Darling, I know EVERYTHING. Haven’t you learned that by now? ;-) You just couldn’t help it, could you? Once an operative, always an operative. Bodes well for the future.

 

Lex:

 

It’s a one-off. Don’t get your hopes up.

 

Seraphina:

 

We’ll see, won’t we? It would be soooo nice to have you back in harness, darling. With me cracking the whip again, like before. Mmmm. How naughty that sounds.

 

Lex:

 

Cold shower time for you.

 

Seraphina:

 

I prefer my showers hot, soapy... and accompanied.

 

“Who’s that you’re talking to?” It was Albertine, peering over his shoulder.

Lex flicked the phone out of text mode. “No one. My boss.”

“I thought you were self-employed.”

“Freelance, yes. She’s more agent than boss.”

“She?” Albertine arched an eyebrow as high as it could go.

“Something wrong with that?”

“Not a thing. But I could have sworn I read something about hot, soapy showers.”

“Jealous?”

“Do I need to be?”

“No.”

“Then that’s fine,” she said, sidling away. “Good enough for me.”

Lex watched her go, admiring the rollicking, insolent sway of her hips. The same hips that had gripped him so urgently, so deliciously last night.

All at once, Gable’s—Legba’s—words recurred, elbowing their way back into his thoughts.

Dead men won’ lie an’ liars won’ die. That’s the truth, Leonard Duncan, and the truth always hurts.

Maybe he had misheard. Maybe Gable had actually said his adopted name, and he had mistaken it for his true name. They sounded similar enough, and Gable’s accent was thick and he had a tendency to mumble.

In that case, setting aside the matter of a compromised identity, what did the remark actually mean? Dead men? Liars? What was all that about?

Lex knew he could keep worrying at it like a bone for hours and get nowhere. With some effort, he thrust it to the back of his mind.

 

 

B
ACK ON THE
road, beneath the surging orange brilliance of a Caribbean dawn, with the inflatable boats bumping along behind them.

“Just come out and say it,” Lex said to Buckler. “Get it off your chest.
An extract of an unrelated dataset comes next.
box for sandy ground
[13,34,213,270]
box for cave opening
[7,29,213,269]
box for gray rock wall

Let’s clear the air now, before the op begins in earnest.”

“Okay,” said Buckler. “Okay. I’m all in favour of air-clearing.” He glanced round at Tartaglione and Sampson in the backseat, both of whom looked as disgruntled as their CO did. “Those boats, see, that was kind of a last-minute thing. I didn’t think we’d need them... not until I went and took a gander at your buddy’s airplane. De Havilland Turbo Beaver. Not in the best of condition.”

“It’ll fly.”

“Yeah, I’m sure it will. I’m sure it’ll get us to Anger Reef just fine, probably get us back too, nice and safe and all in one piece. I’ve been up in rattletraps far worse. The issue here isn’t so much the journey as the landing. We’re timing it so as we insert at high tide, but even then that isn’t going to afford us much clearance in the water. Turbo Beaver’s pretty hefty for its size, especially with a full complement of passengers and a load of equipment too. I reckon there’s a chance she could lose a float. Coral could rip it right off. We can’t have that.”

“Hence the Zodiacs.”

“Nice shallow draught. Virtually flat-bottomed. We’ll skim across just fine.”

“So you’re pissed off at me because I didn’t anticipate this little problem and you’ve had to resolve it yourself,” said Lex. “Well, excuse me, lieutenant, but why didn’t you tell me? I could have done something about it if I’d had a heads-up. Shouldn’t there be more to-and-fro here?” He waved a hand in the air between himself and Buckler. “A free and frank exchange of data?”